Uraian dan Makna Logo

Logo Perkumpulan Hutanamora Pakpahan dan Boru Jabodetabek memiliki arti dan makna sebagai berikut:

a. Tugu bertuliskan “Hutanamora Pakpahan”
Melambangkan keberadaan pomparan Hutanamora sebagai keturunan sah Toga Pakpahan.

b.

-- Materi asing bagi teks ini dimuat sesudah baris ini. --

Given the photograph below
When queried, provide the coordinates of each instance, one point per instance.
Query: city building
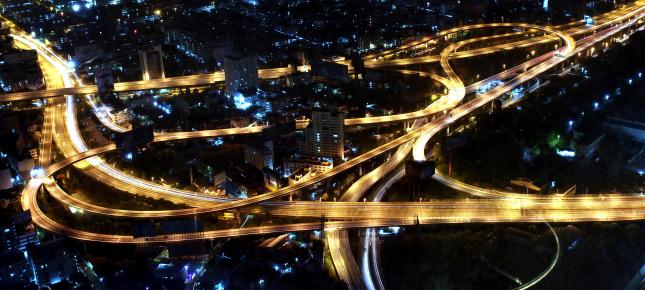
(18, 234)
(316, 164)
(220, 50)
(259, 154)
(240, 73)
(151, 60)
(20, 71)
(324, 135)
(53, 262)
(15, 270)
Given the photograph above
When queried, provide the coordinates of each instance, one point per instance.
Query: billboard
(330, 70)
(419, 170)
(135, 137)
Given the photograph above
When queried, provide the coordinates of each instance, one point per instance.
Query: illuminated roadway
(373, 214)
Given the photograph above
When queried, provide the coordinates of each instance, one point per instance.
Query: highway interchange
(60, 127)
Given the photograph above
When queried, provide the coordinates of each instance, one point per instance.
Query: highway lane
(206, 79)
(598, 215)
(191, 211)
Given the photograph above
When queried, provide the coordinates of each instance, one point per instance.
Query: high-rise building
(15, 270)
(151, 60)
(53, 262)
(240, 73)
(324, 136)
(260, 155)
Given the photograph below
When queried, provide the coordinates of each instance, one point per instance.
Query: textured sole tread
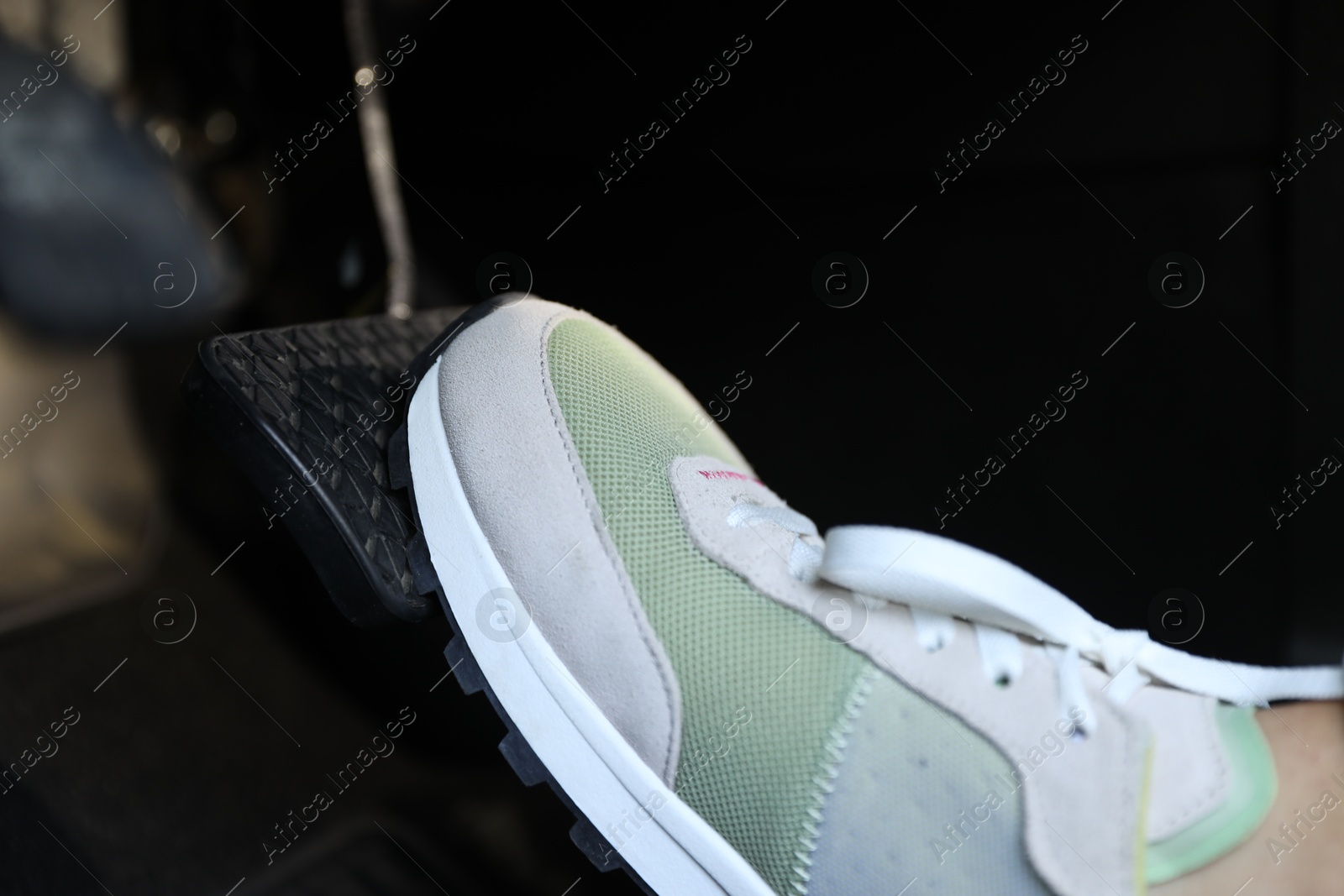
(514, 746)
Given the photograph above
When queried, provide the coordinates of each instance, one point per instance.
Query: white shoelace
(940, 579)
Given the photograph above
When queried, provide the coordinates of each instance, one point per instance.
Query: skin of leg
(1308, 745)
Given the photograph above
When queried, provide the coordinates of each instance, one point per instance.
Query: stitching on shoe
(835, 746)
(595, 513)
(1200, 805)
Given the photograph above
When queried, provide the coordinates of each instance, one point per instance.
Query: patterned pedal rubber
(308, 411)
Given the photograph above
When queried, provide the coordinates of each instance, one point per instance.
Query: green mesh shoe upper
(768, 696)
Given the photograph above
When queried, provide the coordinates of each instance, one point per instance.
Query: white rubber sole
(667, 842)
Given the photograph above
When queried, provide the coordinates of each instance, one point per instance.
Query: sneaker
(739, 707)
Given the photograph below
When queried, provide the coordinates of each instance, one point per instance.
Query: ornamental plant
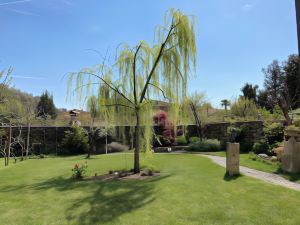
(79, 170)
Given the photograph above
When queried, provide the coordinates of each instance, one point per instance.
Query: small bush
(79, 170)
(208, 145)
(274, 133)
(116, 147)
(194, 139)
(260, 147)
(75, 141)
(181, 140)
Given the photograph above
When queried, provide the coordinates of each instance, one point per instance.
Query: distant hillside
(16, 100)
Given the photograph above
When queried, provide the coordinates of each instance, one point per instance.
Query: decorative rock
(233, 159)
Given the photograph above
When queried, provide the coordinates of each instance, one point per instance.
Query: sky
(45, 39)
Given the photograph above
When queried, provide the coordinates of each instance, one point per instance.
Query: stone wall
(50, 137)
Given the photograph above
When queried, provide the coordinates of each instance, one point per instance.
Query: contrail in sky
(29, 77)
(14, 2)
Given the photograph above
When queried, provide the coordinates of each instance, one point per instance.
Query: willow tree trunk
(136, 144)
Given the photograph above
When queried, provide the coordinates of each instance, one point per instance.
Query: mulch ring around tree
(123, 175)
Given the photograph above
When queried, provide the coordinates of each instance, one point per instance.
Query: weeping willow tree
(141, 74)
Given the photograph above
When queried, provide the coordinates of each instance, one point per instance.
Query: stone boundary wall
(49, 137)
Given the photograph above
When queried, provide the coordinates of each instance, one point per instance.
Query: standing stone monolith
(290, 161)
(233, 159)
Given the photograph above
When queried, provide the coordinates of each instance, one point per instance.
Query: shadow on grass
(97, 202)
(227, 177)
(290, 176)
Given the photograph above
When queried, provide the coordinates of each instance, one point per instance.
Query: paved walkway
(267, 177)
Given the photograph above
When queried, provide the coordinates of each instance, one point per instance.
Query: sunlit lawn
(190, 190)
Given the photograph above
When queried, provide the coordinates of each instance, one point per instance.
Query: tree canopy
(143, 73)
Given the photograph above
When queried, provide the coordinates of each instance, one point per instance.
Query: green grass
(190, 190)
(262, 165)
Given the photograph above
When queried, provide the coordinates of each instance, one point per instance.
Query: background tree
(225, 103)
(46, 106)
(144, 71)
(250, 91)
(263, 101)
(276, 88)
(243, 107)
(292, 79)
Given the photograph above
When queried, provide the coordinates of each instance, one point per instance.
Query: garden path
(267, 177)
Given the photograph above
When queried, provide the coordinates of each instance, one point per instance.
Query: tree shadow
(294, 177)
(227, 177)
(102, 201)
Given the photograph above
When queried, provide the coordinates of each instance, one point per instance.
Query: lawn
(190, 190)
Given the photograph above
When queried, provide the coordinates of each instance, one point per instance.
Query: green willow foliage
(143, 73)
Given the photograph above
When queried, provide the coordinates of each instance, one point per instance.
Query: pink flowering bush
(79, 170)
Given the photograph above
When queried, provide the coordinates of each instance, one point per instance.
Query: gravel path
(267, 177)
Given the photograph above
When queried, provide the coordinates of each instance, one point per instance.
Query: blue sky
(45, 39)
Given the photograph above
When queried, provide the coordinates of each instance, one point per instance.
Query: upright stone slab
(233, 159)
(290, 161)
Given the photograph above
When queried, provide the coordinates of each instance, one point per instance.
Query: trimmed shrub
(181, 140)
(274, 133)
(194, 139)
(246, 145)
(207, 145)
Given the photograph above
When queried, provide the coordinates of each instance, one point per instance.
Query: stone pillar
(233, 159)
(290, 161)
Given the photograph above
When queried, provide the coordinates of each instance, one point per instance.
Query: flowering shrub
(79, 170)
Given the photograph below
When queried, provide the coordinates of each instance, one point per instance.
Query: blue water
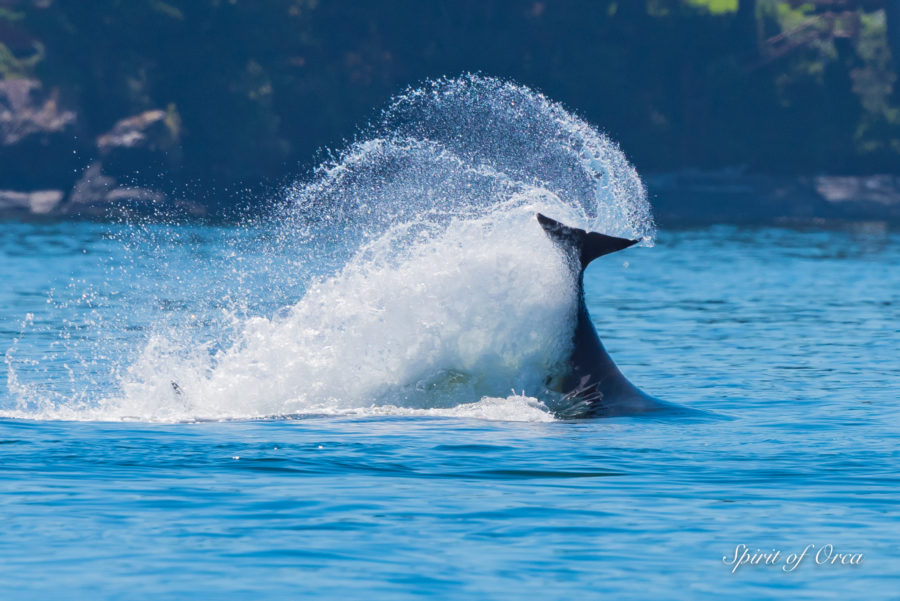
(785, 338)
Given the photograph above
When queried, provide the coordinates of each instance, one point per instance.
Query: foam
(425, 286)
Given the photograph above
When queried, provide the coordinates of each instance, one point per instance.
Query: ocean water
(345, 396)
(786, 337)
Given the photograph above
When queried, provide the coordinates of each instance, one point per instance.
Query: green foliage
(254, 87)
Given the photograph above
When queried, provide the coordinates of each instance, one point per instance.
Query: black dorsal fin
(587, 245)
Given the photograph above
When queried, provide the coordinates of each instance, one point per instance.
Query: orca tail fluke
(587, 245)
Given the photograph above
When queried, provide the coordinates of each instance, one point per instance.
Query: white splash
(428, 288)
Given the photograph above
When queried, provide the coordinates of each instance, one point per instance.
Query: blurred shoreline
(679, 198)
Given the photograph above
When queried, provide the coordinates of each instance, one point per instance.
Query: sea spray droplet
(410, 272)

Lambang api yang menyala di puncak tugu
Melambangkan semangat yang berkobar dari keturunan (pomparan) Hutanamora untuk terus maju dan berkembang dalam berbagai bidang kehidupan.

c. Anak tangga pada bagian bawah tugu
Melambangkan bahwa populasi keturunan Hutanamora Pakpahan telah berkembang dan bertumbuh dari generasi ke generasi.

d. Bentuk segitiga
Melambangkan falsafah Dalihan Na Tolu, dengan penjabaran sebagai berikut:

  • Sisi segitiga bertuliskan “Punguan Hutanamora”, melambangkan Somba Marhula-hula.
  • Sisi segitiga bertuliskan “Pakpahan Dohot Boruna”, melambangkan Elek Marboru.
  • Sisi segitiga datar bertuliskan “Jabodetabek”, melambangkan Manat Mardongan Tubu.

e. Tiga lingkaran berwarna merah pada setiap sudut segitiga
Melambangkan tiga garis keturunan Hutanamora, yaitu Op. Ampanulappak, Op. Datu Ronggur Diaji, dan Op. Porhas Manjunging.

f. Warna logo
Warna dominan pada logo adalah Merah, Hitam, dan Putih sebagai ciri khas suku Batak, yang memiliki makna sebagai berikut:

  • Merah melambangkan keberanian.
  • Hitam melambangkan ketangguhan dan kepemimpinan.
  • Putih melambangkan kesucian.

Makna filosofis lainnya, warna tersebut juga melambangkan tingkatan alam dalam kepercayaan Batak, yaitu:

  • Banua Toru (Hitam) – Alam Kematian
  • Banua Tonga (Merah) – Alam Kehidupan
  • Banua Ginjang (Putih) – Alam Surga

Uraian ini menjadi bagian yang tidak terpisahkan dari pemahaman terhadap logo Perkumpulan Hutanamora Pakpahan dan Boru Jabodetabek.